24.09.2022
Nagelkreuz-Sonntag
Der hölzerne Dachstuhl der Kathedrale in Coventry in England wurde von langen Nägeln zusammengehalten. Am 14. November 1940 ging die Kirche in Flammen auf. Die deutsche Luftwaffe hatte die Stadt in Schutt und Asche gelegt. Der Pfarrer hat beim Aufräumen drei große handgeschmiedete Nägel aus den Trümmern geholt. Er hat daraus ein Kreuz gemacht. Und mit einem verkohlten Stück Holz hat jemand an eine Wand der Kirchenruine geschrieben: Vater vergib. Der Pfarrer hat öffentlich zur Versöhnung aufgerufen, mitten im Krieg.

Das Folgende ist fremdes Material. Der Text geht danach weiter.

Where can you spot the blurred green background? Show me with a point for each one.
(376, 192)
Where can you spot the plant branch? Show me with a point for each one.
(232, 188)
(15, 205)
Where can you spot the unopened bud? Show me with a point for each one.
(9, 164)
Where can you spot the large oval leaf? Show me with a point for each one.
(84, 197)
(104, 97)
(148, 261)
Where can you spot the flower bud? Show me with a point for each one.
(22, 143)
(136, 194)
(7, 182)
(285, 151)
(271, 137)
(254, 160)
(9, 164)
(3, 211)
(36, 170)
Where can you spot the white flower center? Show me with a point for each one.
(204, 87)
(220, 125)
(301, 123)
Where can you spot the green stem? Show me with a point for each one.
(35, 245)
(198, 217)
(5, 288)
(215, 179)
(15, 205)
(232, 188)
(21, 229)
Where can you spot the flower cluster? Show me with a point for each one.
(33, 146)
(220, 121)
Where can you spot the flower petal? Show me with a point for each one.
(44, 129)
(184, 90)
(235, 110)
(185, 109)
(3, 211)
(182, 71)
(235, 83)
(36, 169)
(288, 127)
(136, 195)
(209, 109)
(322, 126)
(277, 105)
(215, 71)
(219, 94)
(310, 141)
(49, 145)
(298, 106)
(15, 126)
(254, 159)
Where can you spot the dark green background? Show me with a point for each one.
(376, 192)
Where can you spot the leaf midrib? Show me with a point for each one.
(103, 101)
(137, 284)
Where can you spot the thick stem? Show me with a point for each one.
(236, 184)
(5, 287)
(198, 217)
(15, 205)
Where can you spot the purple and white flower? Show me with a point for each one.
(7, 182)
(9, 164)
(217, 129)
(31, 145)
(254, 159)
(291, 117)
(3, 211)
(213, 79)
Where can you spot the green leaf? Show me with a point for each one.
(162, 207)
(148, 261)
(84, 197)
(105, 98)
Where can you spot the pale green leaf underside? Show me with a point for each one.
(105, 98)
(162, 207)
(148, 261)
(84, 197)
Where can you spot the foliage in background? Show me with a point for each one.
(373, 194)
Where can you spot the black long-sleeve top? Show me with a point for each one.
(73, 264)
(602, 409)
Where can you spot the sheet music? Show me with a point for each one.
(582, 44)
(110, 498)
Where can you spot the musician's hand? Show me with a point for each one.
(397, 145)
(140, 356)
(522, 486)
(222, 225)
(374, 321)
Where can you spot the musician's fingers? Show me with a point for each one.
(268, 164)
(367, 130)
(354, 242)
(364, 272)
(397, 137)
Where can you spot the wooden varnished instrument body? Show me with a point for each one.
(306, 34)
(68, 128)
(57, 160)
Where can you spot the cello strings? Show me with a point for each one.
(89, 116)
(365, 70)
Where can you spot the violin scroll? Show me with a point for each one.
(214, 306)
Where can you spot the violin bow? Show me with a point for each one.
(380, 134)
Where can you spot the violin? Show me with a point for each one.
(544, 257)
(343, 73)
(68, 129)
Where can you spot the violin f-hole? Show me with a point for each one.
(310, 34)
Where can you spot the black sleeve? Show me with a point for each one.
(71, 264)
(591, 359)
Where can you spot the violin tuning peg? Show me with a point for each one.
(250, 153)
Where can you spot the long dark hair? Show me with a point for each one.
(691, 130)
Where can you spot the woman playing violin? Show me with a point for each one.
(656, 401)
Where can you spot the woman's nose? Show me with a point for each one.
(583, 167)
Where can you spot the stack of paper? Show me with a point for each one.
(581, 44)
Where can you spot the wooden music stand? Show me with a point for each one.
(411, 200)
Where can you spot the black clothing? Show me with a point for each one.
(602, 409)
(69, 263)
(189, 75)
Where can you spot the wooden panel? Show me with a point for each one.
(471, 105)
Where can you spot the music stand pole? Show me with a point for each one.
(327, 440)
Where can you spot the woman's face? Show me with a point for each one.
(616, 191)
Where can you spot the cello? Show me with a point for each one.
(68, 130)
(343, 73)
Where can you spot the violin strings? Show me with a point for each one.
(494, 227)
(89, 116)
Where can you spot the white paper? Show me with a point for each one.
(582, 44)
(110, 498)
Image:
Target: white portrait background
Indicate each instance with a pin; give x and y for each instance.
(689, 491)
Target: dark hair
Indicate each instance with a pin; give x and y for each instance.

Das klingt so locker und leicht: Eijaja, versöhnt euch mal wieder. Als hätten sich zwei Kinder gekabbelt. Damals sind 550 Menschen gestorben. Die Deutschen wurden gehasst für ihre Gräuel, was ich gut verstehen kann. Und da stellt sich einer hin und spricht über Versöhnung. Was für ein Phantast, was für eine sture Hoffnung. Was für ein Glaube – an das Menschliche zu rühren, trotz alledem. Aber was denn sonst, was sonst?
Die Leute in Coventry haben weitere Nagelkreuze geschmiedet. 1947, zwei Jahre nach Ende des Krieges, kam das erste nach Deutschland, nach Kiel. Heute gibt es viele Nagelkreuzzentren, auch in Erfurt, Eisenach und Weimar. In der Ukraine gibt es ein Nagelkreuzzentrum, in Odessa, in Russland gibt es mehrere. Morgen feiern sie in all diesen Zentren Gottesdienst. Es wird gebetet für Versöhnung. Ein Gebet kann ein Anfang sein.
Ein gutes Wochenende wünscht Ralf-Uwe Beck, evangelisch und aus Eisenach.